Seiring dengan kehadiran sang buah hati, kedewasaan bertambah, sehingga di masa datang, sudah tidak penting lagi bagaimana awal pernikahan itu. Dengan begitu, hamil di luar nikah, itu bukan hukuman, melainkan anugerah.
Sedangkan bagi yang bandel, jodohnya seret. Tanpa adanya alasan mendesak untuk memulai bahtera rumah tangga, godaan dari dalam dan luar bakal terus menghantui hubungan yang baru dibina, baik dari sisi yang pria dan yang wanita.
Anak bandel tidak akan diberi alasan mudah untuk segera menikah. Sebaliknya, kami akan ditakdirkan untuk terus menjalani siklus hukuman tanpa henti: Dikasih pacar…putus…patah hati…sedih…PDKT…dikasih pacar…putus…patah hati…sedih…PDKT…ditolak…patah hati…sedih…PDKT…Dikasih pacar…putus…patah hati…sedih… Demikianlah ujian datang bertubi-tubi hingga akhirnya kami bertobat dan jika beruntung, diberi jodoh sejatinya.

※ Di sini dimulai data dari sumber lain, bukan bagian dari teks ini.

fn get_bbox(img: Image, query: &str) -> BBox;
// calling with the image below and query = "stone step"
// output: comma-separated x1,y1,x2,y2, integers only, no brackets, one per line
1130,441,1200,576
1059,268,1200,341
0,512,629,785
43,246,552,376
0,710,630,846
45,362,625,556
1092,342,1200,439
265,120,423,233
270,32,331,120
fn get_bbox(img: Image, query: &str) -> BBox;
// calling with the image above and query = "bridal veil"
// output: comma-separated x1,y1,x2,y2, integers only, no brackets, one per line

Tapi teman gue protes lagi. Teman-teman SMP kami yang mendapat cap nakal pada masanya, juga sudah MBA saat kami masih duduk di banggu SMA, dan kini hidup bahagia dengan keluarga kecilnya. Akhirnya gue menemukan hipotesa terakhir gue: Kehamilan tidak ditentukan oleh sifat seseorang. Anak baik dan bandel sama-sama punya probabilitas yang sama jika melakukan ‘hal-hal yang diinginkan’. Hanya mungkin teman SMP kami itu ternyata adalah sepuluh pembeli pertama yang beruntung…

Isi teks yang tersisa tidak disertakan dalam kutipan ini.